Well, this is another version of the medley recipe that I posted earlier, which many readers are more accustomed to. This recipe uses long beans, toasted peanuts, chai poh (preserved turnips) and sliced fishcakes (there were no prawns at home on that day). The peanuts that were used are loose peanuts sold in supermarkets or wet markets and it has to be toasted in a wok / pan (without oil) on low heat till it is slightly browned. Other than that, this is a pretty simple dish to cook and can be eaten as a snack, appetiser or accompaniment to plain porridge (which many Malaysian chinese used to have many many years ago) or steamed white rice.
This is my mother’s recipe for Long Bean and Peanuts Medley (which is also a named coined by me)
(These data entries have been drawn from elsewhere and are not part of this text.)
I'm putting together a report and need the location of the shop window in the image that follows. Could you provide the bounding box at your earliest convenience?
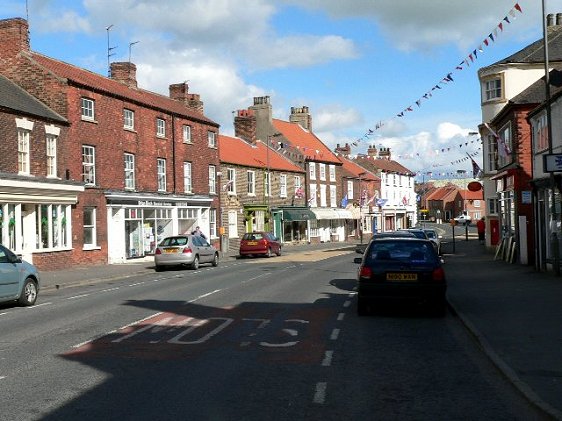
[83,207,97,248]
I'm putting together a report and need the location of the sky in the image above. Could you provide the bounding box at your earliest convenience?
[1,0,558,179]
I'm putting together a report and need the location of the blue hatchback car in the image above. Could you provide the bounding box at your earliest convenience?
[0,244,40,306]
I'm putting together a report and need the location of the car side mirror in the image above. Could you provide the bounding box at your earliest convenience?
[354,257,363,264]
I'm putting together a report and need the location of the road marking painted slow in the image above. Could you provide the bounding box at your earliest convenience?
[313,382,327,404]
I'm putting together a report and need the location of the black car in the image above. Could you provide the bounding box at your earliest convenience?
[354,238,447,316]
[355,230,416,254]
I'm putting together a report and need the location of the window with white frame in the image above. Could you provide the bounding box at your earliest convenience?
[309,184,318,207]
[209,209,217,238]
[46,134,57,177]
[183,162,192,193]
[309,162,316,180]
[157,158,166,192]
[319,163,326,181]
[247,170,255,195]
[484,78,502,101]
[329,165,336,181]
[228,210,238,237]
[124,153,135,190]
[208,131,217,147]
[330,185,337,207]
[81,97,95,120]
[265,172,270,197]
[294,175,301,197]
[533,112,549,152]
[156,118,166,137]
[227,168,236,194]
[82,145,95,185]
[280,174,287,197]
[17,129,30,175]
[347,180,354,199]
[488,198,498,215]
[183,125,192,143]
[473,199,481,208]
[123,109,134,130]
[209,165,216,194]
[83,207,97,247]
[320,184,327,207]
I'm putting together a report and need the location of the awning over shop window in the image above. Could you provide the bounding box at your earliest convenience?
[282,208,316,221]
[334,209,353,219]
[311,208,340,220]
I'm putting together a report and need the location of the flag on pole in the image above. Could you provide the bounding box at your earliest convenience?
[341,194,348,208]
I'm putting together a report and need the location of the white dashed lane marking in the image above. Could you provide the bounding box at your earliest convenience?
[321,350,333,367]
[330,328,340,341]
[313,382,327,404]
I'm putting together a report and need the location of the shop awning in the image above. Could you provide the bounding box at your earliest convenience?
[334,209,353,219]
[282,208,316,221]
[311,208,340,220]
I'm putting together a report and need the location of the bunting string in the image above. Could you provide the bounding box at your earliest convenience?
[351,2,523,147]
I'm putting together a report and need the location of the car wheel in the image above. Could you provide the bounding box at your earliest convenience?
[357,297,368,316]
[276,246,282,256]
[266,247,272,258]
[18,278,38,306]
[191,255,200,270]
[155,265,164,272]
[212,253,219,267]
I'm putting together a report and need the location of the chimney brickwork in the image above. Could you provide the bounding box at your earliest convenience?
[335,143,351,155]
[234,109,257,144]
[110,62,137,88]
[289,106,312,131]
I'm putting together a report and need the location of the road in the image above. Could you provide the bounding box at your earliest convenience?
[0,244,548,420]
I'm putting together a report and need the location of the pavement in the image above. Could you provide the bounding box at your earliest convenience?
[38,236,562,419]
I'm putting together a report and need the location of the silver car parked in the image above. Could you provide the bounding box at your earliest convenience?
[154,235,219,271]
[0,244,40,306]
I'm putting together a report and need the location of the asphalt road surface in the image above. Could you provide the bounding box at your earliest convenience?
[0,247,549,420]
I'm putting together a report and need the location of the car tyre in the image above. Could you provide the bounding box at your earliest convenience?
[212,253,219,267]
[266,247,272,258]
[191,255,200,270]
[18,278,38,306]
[276,246,282,256]
[155,265,164,272]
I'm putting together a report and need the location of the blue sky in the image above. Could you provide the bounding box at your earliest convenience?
[1,0,556,178]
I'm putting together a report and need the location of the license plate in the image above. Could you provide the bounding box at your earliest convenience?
[164,248,177,253]
[386,273,417,281]
[246,241,258,246]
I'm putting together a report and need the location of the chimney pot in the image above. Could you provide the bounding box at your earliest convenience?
[557,13,562,26]
[547,13,555,26]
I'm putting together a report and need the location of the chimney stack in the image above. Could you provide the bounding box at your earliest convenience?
[169,82,204,114]
[367,144,378,157]
[234,109,257,144]
[110,62,137,88]
[0,18,30,59]
[335,143,351,155]
[289,106,312,131]
[378,147,392,160]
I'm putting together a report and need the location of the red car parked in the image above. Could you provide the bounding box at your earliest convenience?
[239,232,282,258]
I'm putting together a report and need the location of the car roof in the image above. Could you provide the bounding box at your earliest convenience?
[371,231,416,238]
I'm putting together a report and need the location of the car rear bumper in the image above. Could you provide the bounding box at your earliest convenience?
[358,282,446,302]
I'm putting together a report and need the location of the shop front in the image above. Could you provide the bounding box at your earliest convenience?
[0,176,84,269]
[275,206,316,244]
[105,192,212,263]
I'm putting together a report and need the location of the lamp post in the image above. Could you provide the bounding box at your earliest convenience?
[266,133,282,231]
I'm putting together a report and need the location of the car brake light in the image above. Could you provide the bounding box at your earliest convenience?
[155,248,162,255]
[359,266,372,278]
[182,247,193,254]
[432,267,445,281]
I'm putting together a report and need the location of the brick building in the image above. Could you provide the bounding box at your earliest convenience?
[0,74,84,270]
[234,97,350,244]
[0,18,220,267]
[218,133,307,249]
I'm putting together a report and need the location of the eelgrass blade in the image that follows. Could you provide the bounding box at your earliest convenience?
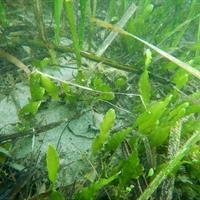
[54,0,63,45]
[160,119,183,200]
[196,17,200,56]
[88,0,97,50]
[0,2,8,28]
[96,3,137,56]
[107,0,115,21]
[172,0,199,47]
[64,0,81,68]
[158,14,200,46]
[93,18,200,80]
[79,0,88,48]
[137,130,200,200]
- 1/3 bowl of long beans (cut just like in the picture above)
- 1/4 bowl of preserved turnips / chai poh (use the sweet type and chopped)
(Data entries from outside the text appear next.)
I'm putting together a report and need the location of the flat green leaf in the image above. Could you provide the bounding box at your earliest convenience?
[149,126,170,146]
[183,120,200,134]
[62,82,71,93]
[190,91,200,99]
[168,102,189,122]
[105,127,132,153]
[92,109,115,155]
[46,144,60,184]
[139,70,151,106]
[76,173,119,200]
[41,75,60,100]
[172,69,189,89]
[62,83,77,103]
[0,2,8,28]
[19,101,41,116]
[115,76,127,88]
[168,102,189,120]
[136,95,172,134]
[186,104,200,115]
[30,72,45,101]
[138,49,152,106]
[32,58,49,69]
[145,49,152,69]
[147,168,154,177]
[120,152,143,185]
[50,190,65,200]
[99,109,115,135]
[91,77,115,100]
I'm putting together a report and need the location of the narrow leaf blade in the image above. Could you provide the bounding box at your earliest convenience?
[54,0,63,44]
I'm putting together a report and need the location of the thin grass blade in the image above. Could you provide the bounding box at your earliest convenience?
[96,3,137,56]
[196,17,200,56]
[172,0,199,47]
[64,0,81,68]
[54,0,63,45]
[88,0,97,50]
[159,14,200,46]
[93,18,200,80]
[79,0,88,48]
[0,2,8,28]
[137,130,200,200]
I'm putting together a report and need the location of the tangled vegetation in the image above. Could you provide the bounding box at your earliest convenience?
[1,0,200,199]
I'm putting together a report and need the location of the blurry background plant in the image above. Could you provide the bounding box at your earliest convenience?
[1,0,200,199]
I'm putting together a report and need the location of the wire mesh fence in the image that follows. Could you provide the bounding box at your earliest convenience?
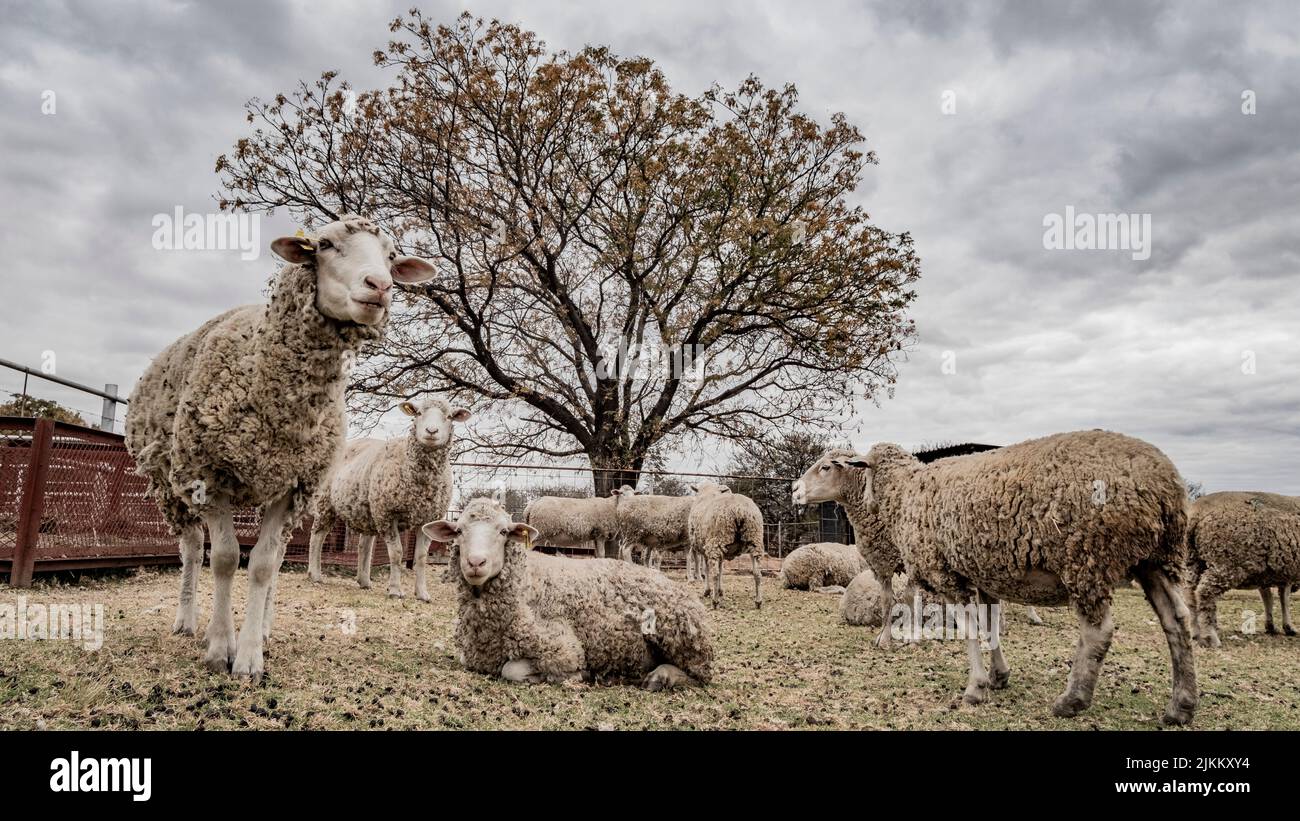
[0,416,845,585]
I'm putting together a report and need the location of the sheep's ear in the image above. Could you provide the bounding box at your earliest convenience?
[422,520,458,542]
[391,255,438,284]
[843,458,870,469]
[719,486,732,494]
[398,402,419,417]
[509,523,540,546]
[450,407,471,423]
[271,236,315,263]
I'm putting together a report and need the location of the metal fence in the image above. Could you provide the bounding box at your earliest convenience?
[0,415,841,586]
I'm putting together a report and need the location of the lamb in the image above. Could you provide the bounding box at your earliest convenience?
[523,486,631,554]
[422,497,714,690]
[613,490,697,566]
[306,396,469,600]
[125,215,437,678]
[799,430,1196,725]
[780,542,864,591]
[1184,491,1300,647]
[686,482,765,609]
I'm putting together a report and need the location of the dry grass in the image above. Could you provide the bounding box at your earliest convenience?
[2,565,1298,730]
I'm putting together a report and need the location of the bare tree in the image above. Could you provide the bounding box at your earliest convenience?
[217,11,920,495]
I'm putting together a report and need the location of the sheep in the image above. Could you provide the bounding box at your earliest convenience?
[422,497,714,690]
[1184,491,1300,647]
[522,486,632,554]
[840,568,890,626]
[686,482,765,609]
[802,430,1196,725]
[306,396,469,600]
[780,542,864,591]
[125,215,437,678]
[613,490,698,567]
[794,447,1051,647]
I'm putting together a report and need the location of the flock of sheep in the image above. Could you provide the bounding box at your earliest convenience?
[124,215,1300,726]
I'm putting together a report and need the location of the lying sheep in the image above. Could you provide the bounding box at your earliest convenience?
[781,542,864,591]
[422,498,714,690]
[811,430,1196,725]
[523,487,632,554]
[1185,491,1300,646]
[306,396,468,600]
[687,482,765,609]
[125,215,436,678]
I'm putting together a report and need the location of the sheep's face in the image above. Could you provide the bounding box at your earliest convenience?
[270,216,438,326]
[399,397,470,448]
[792,450,868,506]
[423,499,538,587]
[690,481,732,499]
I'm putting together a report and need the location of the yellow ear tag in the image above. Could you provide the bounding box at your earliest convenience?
[524,532,533,551]
[294,228,306,238]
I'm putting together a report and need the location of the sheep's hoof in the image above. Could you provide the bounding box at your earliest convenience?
[1284,624,1297,637]
[1051,693,1088,717]
[172,621,196,637]
[307,573,322,584]
[416,591,431,603]
[357,581,371,590]
[1264,622,1277,635]
[990,667,1011,690]
[962,681,990,705]
[388,590,405,599]
[642,664,694,692]
[1197,633,1221,649]
[1162,696,1196,726]
[231,652,264,682]
[873,630,892,650]
[753,600,762,610]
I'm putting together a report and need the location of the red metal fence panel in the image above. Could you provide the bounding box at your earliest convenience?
[0,416,441,585]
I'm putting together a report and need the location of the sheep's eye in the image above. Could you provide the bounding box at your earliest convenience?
[388,251,397,261]
[820,464,830,471]
[317,239,333,250]
[499,528,509,536]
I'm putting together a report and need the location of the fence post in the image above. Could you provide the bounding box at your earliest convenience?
[12,418,54,587]
[100,383,118,432]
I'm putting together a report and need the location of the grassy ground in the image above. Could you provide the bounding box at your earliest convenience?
[2,565,1297,730]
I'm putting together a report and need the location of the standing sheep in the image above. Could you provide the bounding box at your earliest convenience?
[687,482,765,609]
[523,487,632,554]
[306,396,469,600]
[1184,491,1300,646]
[808,430,1196,725]
[125,215,436,678]
[794,447,1044,647]
[422,498,714,690]
[780,542,864,591]
[613,490,697,566]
- 1/3 bowl of sliced fishcake or shelled prawns (cut into small pieces)
- A handful of toasted peanuts
- 3 cloves garlic (finely chopped)
- Warm water
- 1 tablespoon of palm oil
- A sprinkle of salt
- A dash of white pepper powder
Heat oil in wok and saute garlic together with fishcakes / prawns till they begin to turn colour / brownish. Add chai poh and continue to stir fry very quickly for about 15 seconds.
Add long beans and seasoning and continue to stir fry till long beans are cooked to your desired softness (minimum cooking time 1 minute). Sprinkle warm water during cooking to prevent burning.
Dish out and sprinkle peanuts over the dish prior to serving.